Becky and Dylan, though, seemed a tightly unaffected unit, to whom parenthood perhaps came more naturally than it had to her and Vic, whom it had seemed to separate.  Besides, Dylan and Becky were both career specific people as a couple, whereas Cath, vaguely creative on the arts and music side of life, where she had shone at school, was not able  to find a niche in the newly Thatcherite world of marketing careers, and had drifted off track into things that were tolerable but uninspiring during her working life.

“It’s not that I mind you, Freddie,” she told him as they made ready for a go on the infant swings next, “it’s that I mind the expectation, just like I did back then with your dad, Dylan, that now there’s a baby about, I’ll naturally be the one to spend nearly all my time with him.  It’s not your fault, is it, lovely?”

Freddie gazed back with a beatific blue stare and, realising where he was, his unique little smile of delight at being on the swings dimpled one full cheek in his small, round face.  Cath pushed him patiently until, after a while, he tired of this too and it was time to take him back to find something else to do.

“Hello, love,” Vic (returned to the house now he had peace in it) greeted them when they came in.  “Had a lovely time?”

“Oh, yes,” she agreed, just as she always had done, it being as impossible now to express any peculiar and selfish dissatisfaction with her lot as it had been back then when Dylan was a baby.

Cath had always felt between times somehow, and really, she couldn’t say why.  She knew what Vic would tell her if she did try to express it.

“Well, what do you want to do?  You only have to say.”

But the smaller things in life encompassed by that suggestion would only ever go part way, she knew, to filling that nebulous gap.

“You don’t know you’re born!” her dad would have told her again scornfully and she expected that he was right, perhaps she never would.

“Come on then, Freddie,” she said, getting the child out of his pram.  “Let’s fix you some vittals and I’ll get you into some fresh duds.”

She often addressed Freddie as if they were in a Western together, something she had used to do with baby Dylan.  Occasionally she wondered why and would have a faint recollection of her dad doing the same with her when she was little.
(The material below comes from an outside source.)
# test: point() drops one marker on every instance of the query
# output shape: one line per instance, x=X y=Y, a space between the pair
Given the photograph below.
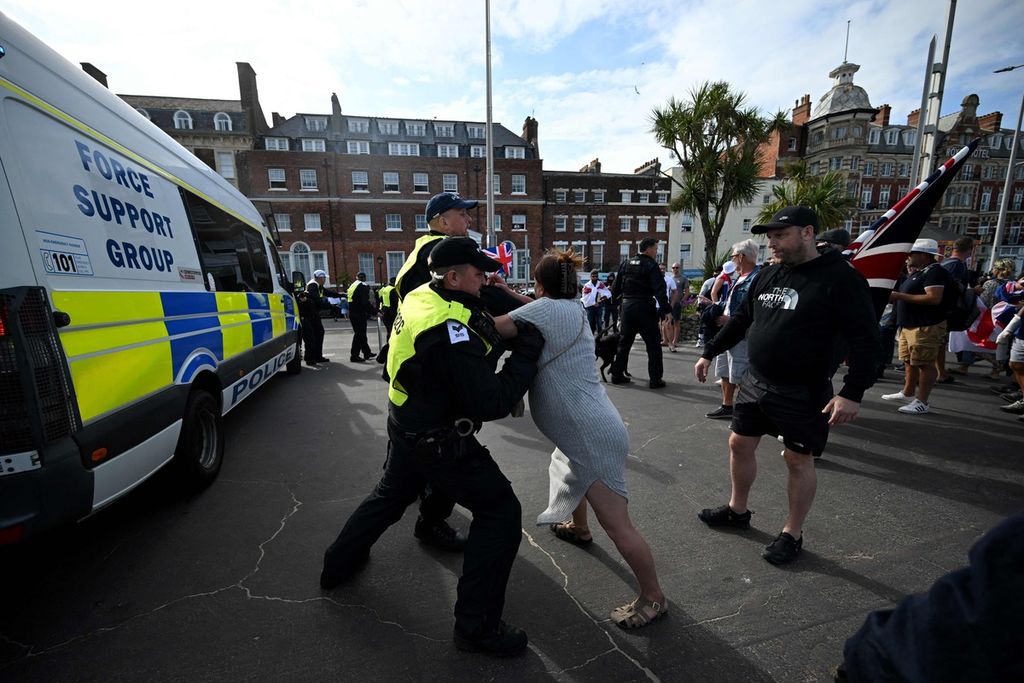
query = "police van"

“There’s tomatoes,” said Vic proudly, “ to go with whatever’s for lunch,” that being, tacitly, within her sphere of decision.

“Wonderful,” said Cath, looking at them respectfully and giving them their due.

 “Oh, you don’t need the car this afternoon, do you, since you’ve got Freddie?” Vic asked, so that Cath knew he’d be off out again after lunch. 

“No,” she said, “you go ahead if you’ve got plans,” and after lunch, she got ready to settle into the rest of her day with Freddie, until Becky and Dylan would return to collect him.

After all, as she told Freddie, getting out  a truckle of alphabet bricks, what else would she be doing, since she hadn’t told anyone there might be such a concept about her time?  Freddie looked dolefully back at her, as if he were only now asking himself exactly the same question of an empty prospect.

“Poor Freddie,” she said to him again.  “You are going to be  just like me, aren’t you?  We’ll settle for this game for now, shall we?” and she tipped the bricks out onto the floor before them, where they contemplated them as if both wondering if this were really all to life there was going to be.